Karan Johar’s violent discovery of the bisexuality of a married man is hard hitting. The easy going manner of the young gay man hitting on the intense and married journalist in the background of the song “Lag Ja Gale” creates artistic tension. I am still grappling, whether, the use of lovely old song was to soothe the nerves or to inflame passions! The pain of your most tender passions being in conflict with social norms is portrayed touchingly. A brush with reality can do so much good to Karan Johar. Karan, Please leave Shahrukh and Firang locations. Go to Kalahandi or Gorakhpur and tell us some beautiful stories which you seem to be capable of.
Zoya Akhtar takes up the riveting conflict of desires of a middle class father and his tiny son about the latter’s future.
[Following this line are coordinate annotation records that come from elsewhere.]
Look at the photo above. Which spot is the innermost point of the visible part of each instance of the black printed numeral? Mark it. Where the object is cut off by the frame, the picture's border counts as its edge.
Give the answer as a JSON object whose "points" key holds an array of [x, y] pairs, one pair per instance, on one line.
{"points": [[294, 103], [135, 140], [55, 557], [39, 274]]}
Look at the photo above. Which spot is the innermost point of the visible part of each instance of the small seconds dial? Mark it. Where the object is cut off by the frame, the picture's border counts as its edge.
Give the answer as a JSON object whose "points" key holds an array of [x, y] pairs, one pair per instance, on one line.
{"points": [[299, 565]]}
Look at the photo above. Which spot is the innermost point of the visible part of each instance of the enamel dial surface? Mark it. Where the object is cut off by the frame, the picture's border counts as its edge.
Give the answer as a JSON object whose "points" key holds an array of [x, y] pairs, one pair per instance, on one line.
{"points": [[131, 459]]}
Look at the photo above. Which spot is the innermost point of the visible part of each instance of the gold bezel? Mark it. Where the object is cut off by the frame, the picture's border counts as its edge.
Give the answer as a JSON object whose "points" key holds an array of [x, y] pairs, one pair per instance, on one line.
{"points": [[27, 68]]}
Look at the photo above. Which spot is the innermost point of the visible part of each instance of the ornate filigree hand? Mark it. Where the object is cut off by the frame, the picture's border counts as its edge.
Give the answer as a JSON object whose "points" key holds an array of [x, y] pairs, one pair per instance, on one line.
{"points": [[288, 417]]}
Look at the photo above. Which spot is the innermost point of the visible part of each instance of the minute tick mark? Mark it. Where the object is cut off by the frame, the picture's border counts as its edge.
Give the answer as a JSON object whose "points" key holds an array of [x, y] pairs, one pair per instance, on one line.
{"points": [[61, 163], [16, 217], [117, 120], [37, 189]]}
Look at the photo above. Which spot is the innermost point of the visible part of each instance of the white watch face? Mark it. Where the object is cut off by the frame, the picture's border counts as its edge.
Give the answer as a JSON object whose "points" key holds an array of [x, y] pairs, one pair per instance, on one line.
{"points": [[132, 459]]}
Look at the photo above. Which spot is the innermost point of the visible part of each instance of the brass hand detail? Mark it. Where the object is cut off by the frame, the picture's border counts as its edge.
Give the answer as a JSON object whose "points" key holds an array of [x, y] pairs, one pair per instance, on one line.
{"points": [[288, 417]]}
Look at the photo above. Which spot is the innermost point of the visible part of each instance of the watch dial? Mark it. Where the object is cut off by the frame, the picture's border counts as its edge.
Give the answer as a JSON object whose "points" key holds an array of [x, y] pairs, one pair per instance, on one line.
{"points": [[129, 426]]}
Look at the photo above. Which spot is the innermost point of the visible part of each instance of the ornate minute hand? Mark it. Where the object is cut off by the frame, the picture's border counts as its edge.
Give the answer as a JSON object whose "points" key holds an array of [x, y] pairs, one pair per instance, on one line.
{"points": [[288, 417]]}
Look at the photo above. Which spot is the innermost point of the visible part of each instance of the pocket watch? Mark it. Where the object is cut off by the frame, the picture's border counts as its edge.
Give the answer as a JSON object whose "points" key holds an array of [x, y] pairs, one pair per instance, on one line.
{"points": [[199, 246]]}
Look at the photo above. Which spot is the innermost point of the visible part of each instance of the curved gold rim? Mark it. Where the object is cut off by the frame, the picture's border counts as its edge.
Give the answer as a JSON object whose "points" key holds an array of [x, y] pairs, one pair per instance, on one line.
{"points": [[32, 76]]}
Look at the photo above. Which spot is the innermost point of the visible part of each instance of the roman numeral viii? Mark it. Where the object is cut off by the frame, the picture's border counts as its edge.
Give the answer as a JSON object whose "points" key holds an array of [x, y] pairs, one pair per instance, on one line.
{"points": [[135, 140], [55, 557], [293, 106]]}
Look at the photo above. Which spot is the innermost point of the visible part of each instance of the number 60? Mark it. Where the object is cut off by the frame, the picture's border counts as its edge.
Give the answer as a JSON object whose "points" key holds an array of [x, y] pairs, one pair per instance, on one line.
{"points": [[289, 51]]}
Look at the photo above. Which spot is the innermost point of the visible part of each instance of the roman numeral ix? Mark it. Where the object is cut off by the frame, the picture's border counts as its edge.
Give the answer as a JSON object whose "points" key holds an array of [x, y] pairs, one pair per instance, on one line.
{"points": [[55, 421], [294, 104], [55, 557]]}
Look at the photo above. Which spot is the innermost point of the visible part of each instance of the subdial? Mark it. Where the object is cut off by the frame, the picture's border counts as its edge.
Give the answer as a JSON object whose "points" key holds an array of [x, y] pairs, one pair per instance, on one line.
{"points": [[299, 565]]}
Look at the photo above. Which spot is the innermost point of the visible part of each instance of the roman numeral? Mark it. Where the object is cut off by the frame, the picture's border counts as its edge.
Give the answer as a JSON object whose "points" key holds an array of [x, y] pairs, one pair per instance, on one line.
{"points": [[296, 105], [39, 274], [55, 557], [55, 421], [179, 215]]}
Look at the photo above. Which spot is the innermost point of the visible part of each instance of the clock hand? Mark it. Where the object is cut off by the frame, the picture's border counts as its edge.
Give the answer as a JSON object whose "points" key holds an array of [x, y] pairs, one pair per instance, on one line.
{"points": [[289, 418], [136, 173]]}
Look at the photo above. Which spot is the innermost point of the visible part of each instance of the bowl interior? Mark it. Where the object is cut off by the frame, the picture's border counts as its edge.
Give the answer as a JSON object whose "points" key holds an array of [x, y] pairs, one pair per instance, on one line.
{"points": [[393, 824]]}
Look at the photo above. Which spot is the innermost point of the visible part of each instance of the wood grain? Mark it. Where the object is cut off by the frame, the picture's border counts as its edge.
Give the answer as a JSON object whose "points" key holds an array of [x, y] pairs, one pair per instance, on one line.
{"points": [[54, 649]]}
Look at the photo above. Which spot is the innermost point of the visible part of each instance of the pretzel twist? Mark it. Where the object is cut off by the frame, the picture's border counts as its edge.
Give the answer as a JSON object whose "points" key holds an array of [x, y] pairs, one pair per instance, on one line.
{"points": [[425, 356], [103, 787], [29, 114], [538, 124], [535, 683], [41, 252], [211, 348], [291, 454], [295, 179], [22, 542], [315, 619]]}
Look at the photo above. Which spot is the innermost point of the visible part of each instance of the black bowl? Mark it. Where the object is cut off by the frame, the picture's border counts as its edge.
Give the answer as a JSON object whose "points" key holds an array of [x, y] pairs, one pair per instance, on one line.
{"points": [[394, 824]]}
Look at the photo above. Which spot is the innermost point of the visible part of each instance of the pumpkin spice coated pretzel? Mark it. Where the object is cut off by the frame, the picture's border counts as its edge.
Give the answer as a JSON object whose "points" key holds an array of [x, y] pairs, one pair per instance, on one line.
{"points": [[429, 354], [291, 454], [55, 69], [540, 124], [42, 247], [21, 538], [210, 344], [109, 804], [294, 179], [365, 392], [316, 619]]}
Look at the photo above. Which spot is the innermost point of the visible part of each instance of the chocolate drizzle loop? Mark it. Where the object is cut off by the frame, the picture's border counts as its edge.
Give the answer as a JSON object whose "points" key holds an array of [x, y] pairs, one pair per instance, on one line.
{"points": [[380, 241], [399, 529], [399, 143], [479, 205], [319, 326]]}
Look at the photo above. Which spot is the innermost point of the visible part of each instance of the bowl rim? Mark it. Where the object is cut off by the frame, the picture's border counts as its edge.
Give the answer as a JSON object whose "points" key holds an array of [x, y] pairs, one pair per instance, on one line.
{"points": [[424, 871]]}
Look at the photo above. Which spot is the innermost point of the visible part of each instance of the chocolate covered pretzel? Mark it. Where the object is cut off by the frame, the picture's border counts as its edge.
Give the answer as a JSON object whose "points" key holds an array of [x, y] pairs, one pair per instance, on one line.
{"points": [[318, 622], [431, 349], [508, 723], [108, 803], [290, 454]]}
The father wants him to play football and be Macho. The tender hearted kid wants to dance with effeminate moves. The stage is set for a pulsating story but it splutters when the story moves to the kid’s fascination about Katrina Kaif.
Anurag Kashyap tells the fantastical story of the obsession of a father-son duo from Allahabad about the Mega Star Amitabh Bachan. Anurag’s story is the weakest link of the battery. Is it so because he is not in his familiar territory of reality and has gotten into fantasy?
Dibakar Banerjee’s story is the true celebration of hundred years of Indian cinema. Dibakar seems to be perfecting his art in his fifth movie. He shows almost complete command over the medium and gives a flawless treatment to a beautiful story. This is expected from somebody who has made Khosla Ka Ghsola, Oye Lucky! Lucky Oye!, Love Sex & Dhokha and Sanghai.